Dynamic correlations in an ordered c(2$\times$2) lattice gas

TL;DR

This paper derives and solves kinetic equations for dynamic correlations in a low-defect ordered lattice gas, revealing defect-driven fluctuations and improving upon previous diffusion-based models, with results validated by simulations.

Contribution

It introduces a kinetic approach to describe fluctuation correlations in an ordered lattice gas, extending beyond diffusion models and accurately capturing small-time behavior.

Findings

Analytical results agree with Monte Carlo simulations.

Defect displacements drive particle number fluctuations.
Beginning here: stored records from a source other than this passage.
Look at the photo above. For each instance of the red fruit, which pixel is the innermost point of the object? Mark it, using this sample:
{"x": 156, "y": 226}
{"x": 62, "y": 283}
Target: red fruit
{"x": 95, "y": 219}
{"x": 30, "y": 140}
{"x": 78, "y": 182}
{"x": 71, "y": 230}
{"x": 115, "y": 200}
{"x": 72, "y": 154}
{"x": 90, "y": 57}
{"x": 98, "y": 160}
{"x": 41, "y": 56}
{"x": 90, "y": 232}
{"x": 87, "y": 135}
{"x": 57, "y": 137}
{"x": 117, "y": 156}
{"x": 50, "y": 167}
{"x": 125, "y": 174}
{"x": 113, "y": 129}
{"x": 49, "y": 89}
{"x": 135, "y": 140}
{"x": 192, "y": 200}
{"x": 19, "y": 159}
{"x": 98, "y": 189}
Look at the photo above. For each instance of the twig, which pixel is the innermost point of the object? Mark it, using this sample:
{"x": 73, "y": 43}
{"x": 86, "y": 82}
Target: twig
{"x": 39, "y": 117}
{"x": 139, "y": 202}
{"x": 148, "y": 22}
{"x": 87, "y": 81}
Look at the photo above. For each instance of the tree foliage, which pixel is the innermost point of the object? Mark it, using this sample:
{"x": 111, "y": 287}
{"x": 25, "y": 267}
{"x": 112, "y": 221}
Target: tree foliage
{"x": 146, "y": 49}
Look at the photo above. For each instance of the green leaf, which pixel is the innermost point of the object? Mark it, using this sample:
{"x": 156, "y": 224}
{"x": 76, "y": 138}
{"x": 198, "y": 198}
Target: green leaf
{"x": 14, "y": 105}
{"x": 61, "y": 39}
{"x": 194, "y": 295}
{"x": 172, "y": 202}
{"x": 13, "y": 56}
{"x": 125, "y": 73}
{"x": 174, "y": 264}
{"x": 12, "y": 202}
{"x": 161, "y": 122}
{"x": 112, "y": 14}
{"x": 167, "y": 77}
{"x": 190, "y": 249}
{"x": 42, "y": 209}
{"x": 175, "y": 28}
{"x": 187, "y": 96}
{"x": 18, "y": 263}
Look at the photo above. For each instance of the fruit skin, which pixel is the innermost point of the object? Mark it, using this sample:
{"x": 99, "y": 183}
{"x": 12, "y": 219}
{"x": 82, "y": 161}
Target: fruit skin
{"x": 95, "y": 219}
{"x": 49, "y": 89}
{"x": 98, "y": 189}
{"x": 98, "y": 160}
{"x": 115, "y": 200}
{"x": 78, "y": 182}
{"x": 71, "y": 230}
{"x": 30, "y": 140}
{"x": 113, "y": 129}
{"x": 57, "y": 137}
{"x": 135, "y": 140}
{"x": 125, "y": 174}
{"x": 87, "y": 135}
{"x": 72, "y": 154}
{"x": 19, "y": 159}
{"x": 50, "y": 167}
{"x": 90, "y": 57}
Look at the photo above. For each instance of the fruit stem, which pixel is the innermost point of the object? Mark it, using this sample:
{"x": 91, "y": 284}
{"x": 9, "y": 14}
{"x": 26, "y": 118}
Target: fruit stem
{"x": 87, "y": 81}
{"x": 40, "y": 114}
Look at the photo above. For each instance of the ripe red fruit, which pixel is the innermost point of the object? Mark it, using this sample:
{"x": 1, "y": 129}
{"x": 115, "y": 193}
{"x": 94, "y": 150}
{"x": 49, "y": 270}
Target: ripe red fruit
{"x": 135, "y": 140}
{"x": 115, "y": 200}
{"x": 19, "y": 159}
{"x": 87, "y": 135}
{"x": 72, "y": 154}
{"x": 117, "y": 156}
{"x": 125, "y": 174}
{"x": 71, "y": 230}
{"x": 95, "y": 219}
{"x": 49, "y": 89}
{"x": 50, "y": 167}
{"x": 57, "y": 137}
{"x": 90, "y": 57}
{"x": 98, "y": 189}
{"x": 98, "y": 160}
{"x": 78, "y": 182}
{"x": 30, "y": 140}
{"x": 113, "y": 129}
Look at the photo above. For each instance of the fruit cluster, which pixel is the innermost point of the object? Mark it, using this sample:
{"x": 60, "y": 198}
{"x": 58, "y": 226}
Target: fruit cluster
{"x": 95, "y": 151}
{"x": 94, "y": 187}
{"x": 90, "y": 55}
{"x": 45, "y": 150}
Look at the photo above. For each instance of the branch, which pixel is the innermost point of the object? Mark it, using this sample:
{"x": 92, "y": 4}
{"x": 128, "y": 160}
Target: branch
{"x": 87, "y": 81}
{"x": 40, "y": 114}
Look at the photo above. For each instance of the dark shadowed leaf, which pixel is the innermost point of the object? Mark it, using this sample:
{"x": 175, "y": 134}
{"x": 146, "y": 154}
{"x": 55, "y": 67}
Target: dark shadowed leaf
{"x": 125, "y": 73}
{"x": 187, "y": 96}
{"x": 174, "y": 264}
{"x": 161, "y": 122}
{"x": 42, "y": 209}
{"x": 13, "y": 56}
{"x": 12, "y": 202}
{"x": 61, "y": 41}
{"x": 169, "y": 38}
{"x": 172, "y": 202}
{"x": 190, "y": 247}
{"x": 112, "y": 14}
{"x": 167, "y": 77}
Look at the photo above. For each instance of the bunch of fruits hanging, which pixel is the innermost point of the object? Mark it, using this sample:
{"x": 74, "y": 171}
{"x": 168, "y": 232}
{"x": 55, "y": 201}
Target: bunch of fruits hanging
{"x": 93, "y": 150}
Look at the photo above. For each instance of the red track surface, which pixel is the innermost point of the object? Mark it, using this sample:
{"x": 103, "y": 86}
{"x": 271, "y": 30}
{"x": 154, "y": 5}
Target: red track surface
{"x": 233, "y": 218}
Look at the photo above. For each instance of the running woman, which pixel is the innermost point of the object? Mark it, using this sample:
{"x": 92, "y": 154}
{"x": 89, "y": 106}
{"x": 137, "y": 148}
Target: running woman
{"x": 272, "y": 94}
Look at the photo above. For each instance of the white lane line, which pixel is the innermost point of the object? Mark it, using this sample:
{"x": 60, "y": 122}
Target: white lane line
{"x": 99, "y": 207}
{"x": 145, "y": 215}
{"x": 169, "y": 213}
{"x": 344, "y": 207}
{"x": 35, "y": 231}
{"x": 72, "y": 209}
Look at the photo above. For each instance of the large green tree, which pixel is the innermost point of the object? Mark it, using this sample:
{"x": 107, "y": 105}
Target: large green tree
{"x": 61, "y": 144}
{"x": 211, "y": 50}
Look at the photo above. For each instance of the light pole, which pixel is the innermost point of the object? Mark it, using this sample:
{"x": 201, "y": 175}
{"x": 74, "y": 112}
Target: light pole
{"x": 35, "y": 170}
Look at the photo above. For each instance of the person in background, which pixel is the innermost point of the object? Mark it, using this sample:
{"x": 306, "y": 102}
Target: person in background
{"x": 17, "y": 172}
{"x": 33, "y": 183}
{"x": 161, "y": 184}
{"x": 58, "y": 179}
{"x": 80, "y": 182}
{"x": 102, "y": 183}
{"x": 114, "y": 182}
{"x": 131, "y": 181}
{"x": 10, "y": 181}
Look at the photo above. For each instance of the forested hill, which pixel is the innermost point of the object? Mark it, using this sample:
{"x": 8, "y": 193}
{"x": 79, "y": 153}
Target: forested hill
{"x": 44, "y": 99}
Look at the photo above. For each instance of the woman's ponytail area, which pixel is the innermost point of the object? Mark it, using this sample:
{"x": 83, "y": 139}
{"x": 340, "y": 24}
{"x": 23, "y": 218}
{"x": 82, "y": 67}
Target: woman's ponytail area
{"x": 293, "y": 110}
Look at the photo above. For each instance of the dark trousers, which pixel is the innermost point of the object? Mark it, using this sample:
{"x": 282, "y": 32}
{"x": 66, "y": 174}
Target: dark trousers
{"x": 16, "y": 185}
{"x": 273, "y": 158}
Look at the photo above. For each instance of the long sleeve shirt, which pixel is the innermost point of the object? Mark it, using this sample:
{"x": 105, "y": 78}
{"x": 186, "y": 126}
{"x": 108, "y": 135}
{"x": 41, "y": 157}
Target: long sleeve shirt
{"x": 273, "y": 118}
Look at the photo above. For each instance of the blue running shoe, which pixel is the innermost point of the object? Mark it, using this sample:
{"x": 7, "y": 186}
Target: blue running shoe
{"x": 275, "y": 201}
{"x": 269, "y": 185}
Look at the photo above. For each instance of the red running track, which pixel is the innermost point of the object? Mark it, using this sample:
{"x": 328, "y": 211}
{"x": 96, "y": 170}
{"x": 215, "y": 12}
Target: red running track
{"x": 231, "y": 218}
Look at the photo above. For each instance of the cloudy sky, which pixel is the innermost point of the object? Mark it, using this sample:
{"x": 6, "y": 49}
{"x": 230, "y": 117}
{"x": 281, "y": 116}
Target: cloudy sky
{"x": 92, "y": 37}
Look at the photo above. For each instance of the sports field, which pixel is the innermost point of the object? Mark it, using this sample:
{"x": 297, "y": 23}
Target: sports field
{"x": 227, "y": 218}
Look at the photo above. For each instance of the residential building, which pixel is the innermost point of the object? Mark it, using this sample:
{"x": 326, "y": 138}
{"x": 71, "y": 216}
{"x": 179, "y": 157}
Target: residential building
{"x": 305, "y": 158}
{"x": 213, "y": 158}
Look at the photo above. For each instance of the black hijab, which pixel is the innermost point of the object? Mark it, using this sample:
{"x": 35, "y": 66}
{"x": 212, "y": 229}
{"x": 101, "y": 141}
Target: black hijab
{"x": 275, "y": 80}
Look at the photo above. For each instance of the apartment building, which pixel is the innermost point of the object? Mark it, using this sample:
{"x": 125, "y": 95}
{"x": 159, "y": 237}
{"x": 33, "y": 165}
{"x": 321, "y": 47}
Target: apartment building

Kinetic equations effectively describe short-time correlations.

Abstract

We obtain the dynamic correlation function of two-dimensional lattice gas with nearest-neighbor repulsion in ordered c(2$\times$2) phase (antiferromagnetic ordering) under the condition of low concentration of structural defects. It is shown that displacements of defects of the ordered state are responsible for the particle number fluctuations in the probe area. The corresponding set of kinetic equations is derived and solved in linear approximation on the defect concentration. Three types of strongly correlated complex jumps are considered and their contribution to fluctuations is analysed. These are jumps of excess particles, vacancies and flip-flop jumps. The kinetic approach is more general than the one based on diffusion-like equations used in our previous papers. Thus, it becomes possible to adequately describe correlations of fluctuations at small times, where our previous theory fails to give correct results. Our new analytical results for fluctuations of particle number in the probe area agree well with those obtained by Monte Carlo simulations.